Hi
@uk01,
It's not a security issue in php-fpm, it happens with other handlers as well.
To be fair, in environments today the disable_functions ini setting isn't something that should be relied on, many environments (including shared) ships with handlers that allows overriding php.ini settings, including disable_functions, this means people can override the default ones provided by the host.
The stats the phpSysInfo gives are by no means a security issue, let me explain why:
Hostname:
It will be known to anyone anyway
Load:
This can be seen in cPanel under "Server Information" as well, the load doesn't reveal anything important other than the actual load. If you're offering SSH or have the "Terminal" in cPanel enabled, people can simply do "uptime" and they'll see the load.
Kernel Version:
Can be seen by "uname -a" through SSH or the "Terminal", "Server Information" in cPanel.
Memory:
This is exposed by the /proc/meminfo or free -m - revealed system memory doesn't matter.
Swap:
Same as for memory - it doesn't matter.
Processor Info:
Can be seen from /proc/cpuinfo - nothing secret here
Mounted File Systems:
Can be seen from /proc/mounts, nothing here is a secret.
Network usage:
This can be pulled from /proc/net/dev and doesn't contain any information that can't be known to customers.

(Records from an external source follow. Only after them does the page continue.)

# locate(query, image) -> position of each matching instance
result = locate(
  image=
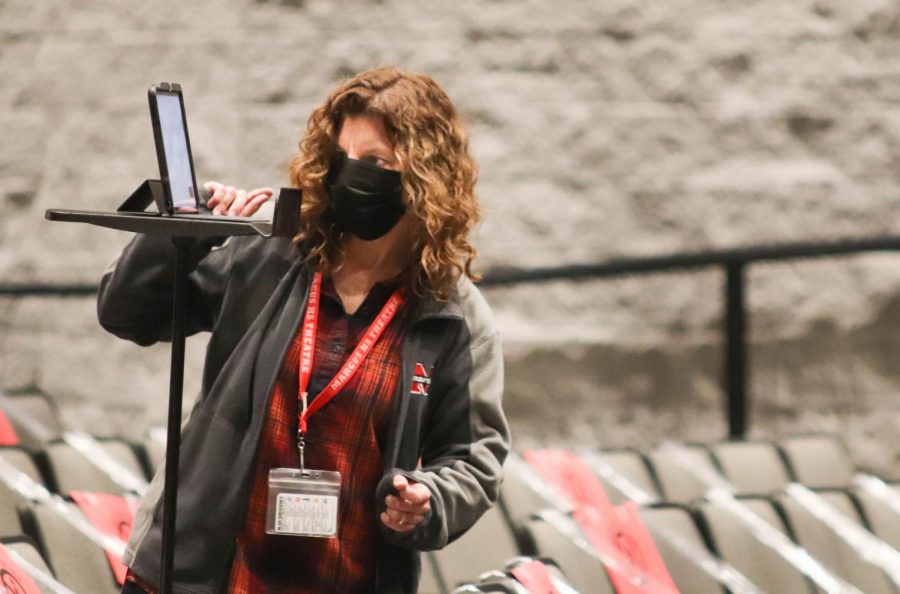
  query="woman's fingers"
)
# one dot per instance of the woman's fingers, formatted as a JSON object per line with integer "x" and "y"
{"x": 402, "y": 523}
{"x": 216, "y": 193}
{"x": 228, "y": 200}
{"x": 237, "y": 205}
{"x": 403, "y": 505}
{"x": 406, "y": 510}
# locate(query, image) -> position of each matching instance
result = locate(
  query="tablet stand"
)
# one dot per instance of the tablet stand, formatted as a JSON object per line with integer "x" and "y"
{"x": 182, "y": 228}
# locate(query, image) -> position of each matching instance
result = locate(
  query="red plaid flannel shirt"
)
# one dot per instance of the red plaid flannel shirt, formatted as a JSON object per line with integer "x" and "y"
{"x": 347, "y": 436}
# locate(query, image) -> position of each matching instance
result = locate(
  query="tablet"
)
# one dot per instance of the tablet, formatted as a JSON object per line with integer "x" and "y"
{"x": 173, "y": 146}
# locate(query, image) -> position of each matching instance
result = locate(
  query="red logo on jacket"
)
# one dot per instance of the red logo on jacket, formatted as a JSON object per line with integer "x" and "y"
{"x": 421, "y": 380}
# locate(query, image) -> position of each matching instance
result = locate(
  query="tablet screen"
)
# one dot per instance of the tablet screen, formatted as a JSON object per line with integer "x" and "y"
{"x": 178, "y": 167}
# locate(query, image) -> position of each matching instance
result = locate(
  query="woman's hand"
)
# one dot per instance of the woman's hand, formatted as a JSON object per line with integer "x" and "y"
{"x": 228, "y": 200}
{"x": 407, "y": 509}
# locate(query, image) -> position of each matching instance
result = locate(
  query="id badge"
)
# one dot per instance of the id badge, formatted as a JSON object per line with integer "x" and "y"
{"x": 303, "y": 503}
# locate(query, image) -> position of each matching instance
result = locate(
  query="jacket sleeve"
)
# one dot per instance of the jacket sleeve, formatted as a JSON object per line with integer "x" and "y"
{"x": 136, "y": 291}
{"x": 465, "y": 442}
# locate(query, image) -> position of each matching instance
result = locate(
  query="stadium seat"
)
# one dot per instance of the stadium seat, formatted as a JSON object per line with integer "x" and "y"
{"x": 72, "y": 471}
{"x": 489, "y": 544}
{"x": 630, "y": 465}
{"x": 551, "y": 534}
{"x": 818, "y": 461}
{"x": 828, "y": 547}
{"x": 33, "y": 416}
{"x": 522, "y": 494}
{"x": 883, "y": 520}
{"x": 676, "y": 520}
{"x": 738, "y": 546}
{"x": 77, "y": 562}
{"x": 9, "y": 499}
{"x": 678, "y": 484}
{"x": 752, "y": 467}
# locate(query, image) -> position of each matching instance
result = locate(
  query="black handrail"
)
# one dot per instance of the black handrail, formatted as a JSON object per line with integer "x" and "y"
{"x": 733, "y": 261}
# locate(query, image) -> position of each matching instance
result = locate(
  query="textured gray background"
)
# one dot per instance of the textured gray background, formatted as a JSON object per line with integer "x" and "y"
{"x": 607, "y": 128}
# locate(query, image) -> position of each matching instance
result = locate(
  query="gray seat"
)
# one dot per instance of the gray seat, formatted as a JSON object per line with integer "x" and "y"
{"x": 818, "y": 461}
{"x": 677, "y": 483}
{"x": 677, "y": 521}
{"x": 78, "y": 563}
{"x": 523, "y": 492}
{"x": 75, "y": 472}
{"x": 753, "y": 467}
{"x": 33, "y": 416}
{"x": 551, "y": 533}
{"x": 25, "y": 548}
{"x": 739, "y": 547}
{"x": 488, "y": 545}
{"x": 883, "y": 520}
{"x": 9, "y": 499}
{"x": 829, "y": 548}
{"x": 628, "y": 464}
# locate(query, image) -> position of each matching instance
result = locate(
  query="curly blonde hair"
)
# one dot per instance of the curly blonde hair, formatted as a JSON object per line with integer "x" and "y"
{"x": 439, "y": 175}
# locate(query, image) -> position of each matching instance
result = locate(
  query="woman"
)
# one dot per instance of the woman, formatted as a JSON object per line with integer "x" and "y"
{"x": 398, "y": 387}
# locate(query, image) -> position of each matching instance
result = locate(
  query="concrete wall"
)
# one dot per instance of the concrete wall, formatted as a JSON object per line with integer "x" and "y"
{"x": 602, "y": 129}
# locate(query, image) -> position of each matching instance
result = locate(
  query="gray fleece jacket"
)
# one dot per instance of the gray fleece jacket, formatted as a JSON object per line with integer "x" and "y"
{"x": 250, "y": 293}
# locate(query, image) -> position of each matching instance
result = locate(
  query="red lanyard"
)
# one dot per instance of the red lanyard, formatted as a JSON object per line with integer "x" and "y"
{"x": 308, "y": 346}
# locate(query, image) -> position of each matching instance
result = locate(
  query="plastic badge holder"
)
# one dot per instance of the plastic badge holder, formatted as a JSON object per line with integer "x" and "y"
{"x": 303, "y": 503}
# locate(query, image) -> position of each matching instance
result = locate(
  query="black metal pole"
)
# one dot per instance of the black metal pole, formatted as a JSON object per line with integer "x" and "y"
{"x": 736, "y": 350}
{"x": 176, "y": 387}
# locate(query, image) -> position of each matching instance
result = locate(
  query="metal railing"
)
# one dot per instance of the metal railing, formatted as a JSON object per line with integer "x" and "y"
{"x": 734, "y": 263}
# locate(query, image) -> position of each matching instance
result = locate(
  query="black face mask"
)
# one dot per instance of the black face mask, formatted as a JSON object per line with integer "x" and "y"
{"x": 367, "y": 200}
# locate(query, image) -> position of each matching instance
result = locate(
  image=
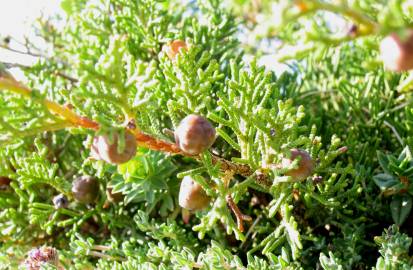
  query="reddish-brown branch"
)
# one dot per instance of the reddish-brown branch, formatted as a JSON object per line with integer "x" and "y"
{"x": 144, "y": 140}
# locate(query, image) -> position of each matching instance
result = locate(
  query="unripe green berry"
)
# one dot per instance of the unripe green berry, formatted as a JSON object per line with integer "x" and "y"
{"x": 104, "y": 150}
{"x": 173, "y": 48}
{"x": 305, "y": 165}
{"x": 85, "y": 189}
{"x": 191, "y": 195}
{"x": 194, "y": 134}
{"x": 397, "y": 51}
{"x": 60, "y": 201}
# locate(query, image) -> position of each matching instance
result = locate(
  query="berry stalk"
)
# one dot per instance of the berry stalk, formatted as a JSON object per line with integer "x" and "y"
{"x": 143, "y": 140}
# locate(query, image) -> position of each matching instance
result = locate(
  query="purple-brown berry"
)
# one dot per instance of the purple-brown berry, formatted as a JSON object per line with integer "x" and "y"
{"x": 397, "y": 51}
{"x": 60, "y": 201}
{"x": 194, "y": 134}
{"x": 191, "y": 195}
{"x": 104, "y": 149}
{"x": 85, "y": 189}
{"x": 305, "y": 165}
{"x": 40, "y": 257}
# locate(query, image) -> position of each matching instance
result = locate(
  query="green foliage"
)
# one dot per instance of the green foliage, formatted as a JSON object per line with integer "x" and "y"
{"x": 335, "y": 101}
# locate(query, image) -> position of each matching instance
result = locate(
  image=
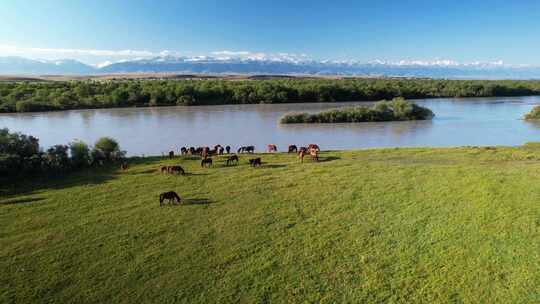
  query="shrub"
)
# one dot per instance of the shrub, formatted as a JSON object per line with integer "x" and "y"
{"x": 108, "y": 149}
{"x": 533, "y": 114}
{"x": 395, "y": 110}
{"x": 80, "y": 154}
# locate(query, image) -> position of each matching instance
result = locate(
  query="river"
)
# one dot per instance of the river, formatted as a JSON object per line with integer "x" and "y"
{"x": 152, "y": 131}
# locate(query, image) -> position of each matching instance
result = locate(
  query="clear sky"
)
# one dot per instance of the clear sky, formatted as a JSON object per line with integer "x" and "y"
{"x": 95, "y": 30}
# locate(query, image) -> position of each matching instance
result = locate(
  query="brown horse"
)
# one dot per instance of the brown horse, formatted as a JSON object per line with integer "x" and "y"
{"x": 206, "y": 162}
{"x": 255, "y": 162}
{"x": 232, "y": 158}
{"x": 292, "y": 148}
{"x": 312, "y": 152}
{"x": 171, "y": 196}
{"x": 314, "y": 146}
{"x": 177, "y": 170}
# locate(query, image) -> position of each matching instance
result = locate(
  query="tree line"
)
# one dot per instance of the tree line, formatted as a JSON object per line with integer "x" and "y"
{"x": 21, "y": 154}
{"x": 398, "y": 109}
{"x": 50, "y": 96}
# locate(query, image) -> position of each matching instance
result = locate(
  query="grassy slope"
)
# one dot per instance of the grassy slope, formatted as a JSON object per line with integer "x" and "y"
{"x": 393, "y": 225}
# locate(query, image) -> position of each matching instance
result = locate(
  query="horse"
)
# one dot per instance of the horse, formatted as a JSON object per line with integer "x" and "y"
{"x": 177, "y": 170}
{"x": 232, "y": 158}
{"x": 206, "y": 162}
{"x": 312, "y": 152}
{"x": 255, "y": 162}
{"x": 314, "y": 146}
{"x": 271, "y": 148}
{"x": 171, "y": 196}
{"x": 247, "y": 149}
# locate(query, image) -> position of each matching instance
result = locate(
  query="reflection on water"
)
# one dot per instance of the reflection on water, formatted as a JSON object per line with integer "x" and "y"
{"x": 458, "y": 122}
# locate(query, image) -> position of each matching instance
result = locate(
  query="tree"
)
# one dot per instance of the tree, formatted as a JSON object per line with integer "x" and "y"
{"x": 108, "y": 149}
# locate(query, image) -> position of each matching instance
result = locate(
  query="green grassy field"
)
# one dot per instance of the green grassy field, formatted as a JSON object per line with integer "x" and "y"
{"x": 459, "y": 225}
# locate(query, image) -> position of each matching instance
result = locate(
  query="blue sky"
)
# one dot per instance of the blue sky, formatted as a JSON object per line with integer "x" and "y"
{"x": 99, "y": 30}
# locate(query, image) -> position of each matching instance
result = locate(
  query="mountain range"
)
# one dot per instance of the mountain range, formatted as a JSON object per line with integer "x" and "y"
{"x": 213, "y": 65}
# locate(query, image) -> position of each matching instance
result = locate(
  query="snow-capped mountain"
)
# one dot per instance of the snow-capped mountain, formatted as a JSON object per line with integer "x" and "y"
{"x": 283, "y": 65}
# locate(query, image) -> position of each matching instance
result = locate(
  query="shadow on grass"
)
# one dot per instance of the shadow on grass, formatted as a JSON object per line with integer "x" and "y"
{"x": 21, "y": 201}
{"x": 272, "y": 166}
{"x": 196, "y": 201}
{"x": 328, "y": 158}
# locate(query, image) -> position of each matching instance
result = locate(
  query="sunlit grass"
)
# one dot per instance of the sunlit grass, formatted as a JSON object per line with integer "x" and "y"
{"x": 389, "y": 225}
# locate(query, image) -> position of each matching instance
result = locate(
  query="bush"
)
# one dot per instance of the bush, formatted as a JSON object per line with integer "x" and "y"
{"x": 80, "y": 154}
{"x": 533, "y": 114}
{"x": 395, "y": 110}
{"x": 107, "y": 149}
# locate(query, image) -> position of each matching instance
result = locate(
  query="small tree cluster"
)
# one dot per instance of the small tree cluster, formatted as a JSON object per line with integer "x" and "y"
{"x": 21, "y": 153}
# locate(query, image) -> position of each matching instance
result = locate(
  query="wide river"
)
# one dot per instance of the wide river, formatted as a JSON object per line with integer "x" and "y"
{"x": 458, "y": 122}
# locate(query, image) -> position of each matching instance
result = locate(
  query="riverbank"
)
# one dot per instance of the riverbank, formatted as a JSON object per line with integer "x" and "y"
{"x": 384, "y": 225}
{"x": 36, "y": 96}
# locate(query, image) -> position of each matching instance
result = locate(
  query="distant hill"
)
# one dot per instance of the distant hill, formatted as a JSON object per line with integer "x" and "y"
{"x": 209, "y": 65}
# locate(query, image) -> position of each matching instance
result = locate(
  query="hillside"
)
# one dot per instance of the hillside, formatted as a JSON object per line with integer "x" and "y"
{"x": 390, "y": 225}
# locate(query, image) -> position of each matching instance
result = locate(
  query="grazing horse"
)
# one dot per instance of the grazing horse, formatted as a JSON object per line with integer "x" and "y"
{"x": 177, "y": 170}
{"x": 206, "y": 162}
{"x": 232, "y": 158}
{"x": 314, "y": 146}
{"x": 255, "y": 162}
{"x": 247, "y": 149}
{"x": 171, "y": 196}
{"x": 271, "y": 148}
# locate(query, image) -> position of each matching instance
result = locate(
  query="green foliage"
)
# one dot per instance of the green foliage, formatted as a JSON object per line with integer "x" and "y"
{"x": 46, "y": 96}
{"x": 80, "y": 154}
{"x": 534, "y": 114}
{"x": 107, "y": 149}
{"x": 394, "y": 110}
{"x": 422, "y": 225}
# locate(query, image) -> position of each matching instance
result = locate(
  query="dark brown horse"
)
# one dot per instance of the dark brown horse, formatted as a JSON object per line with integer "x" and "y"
{"x": 292, "y": 148}
{"x": 171, "y": 196}
{"x": 232, "y": 158}
{"x": 206, "y": 162}
{"x": 255, "y": 162}
{"x": 314, "y": 146}
{"x": 246, "y": 149}
{"x": 176, "y": 170}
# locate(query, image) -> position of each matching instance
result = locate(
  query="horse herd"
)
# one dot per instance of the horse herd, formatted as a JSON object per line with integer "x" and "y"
{"x": 206, "y": 160}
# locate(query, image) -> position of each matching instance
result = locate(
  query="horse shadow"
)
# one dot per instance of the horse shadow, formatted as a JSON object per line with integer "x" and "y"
{"x": 328, "y": 158}
{"x": 196, "y": 201}
{"x": 21, "y": 201}
{"x": 272, "y": 166}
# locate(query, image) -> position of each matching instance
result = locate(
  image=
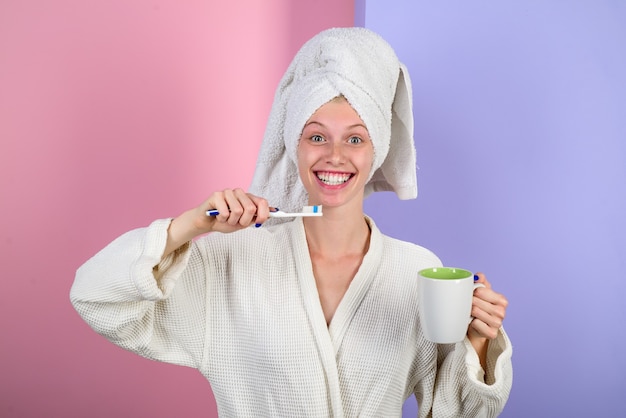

Even if you're using CloudLinux that locks down things that shouldn't really be exposed to customers or between customers, there are still things like network usage, (some mounts) etc you can see. If you're afraid of this information being available, then you shouldn't host the clients on a server in first place.
But more importantly, you should realize that none of the information exposed by phpSysInfo should be seen as confidential or "secrets", you can hide a bunch of things using CloudLinux, but the exposed information when you're running CloudLinux is completely fine.
If you're afraid of the kernel version, then update the kernel frequently (and reboot) or use something like KernelCare that patches your kernel every 4 hours if there's new security updates.
Load, memory or swap isn't "secret", and what CPU you use shouldn't be a secret either.
Possible "hackers" can't really use much of this either, so I'm not sure what the actual problem is with this data being exposed.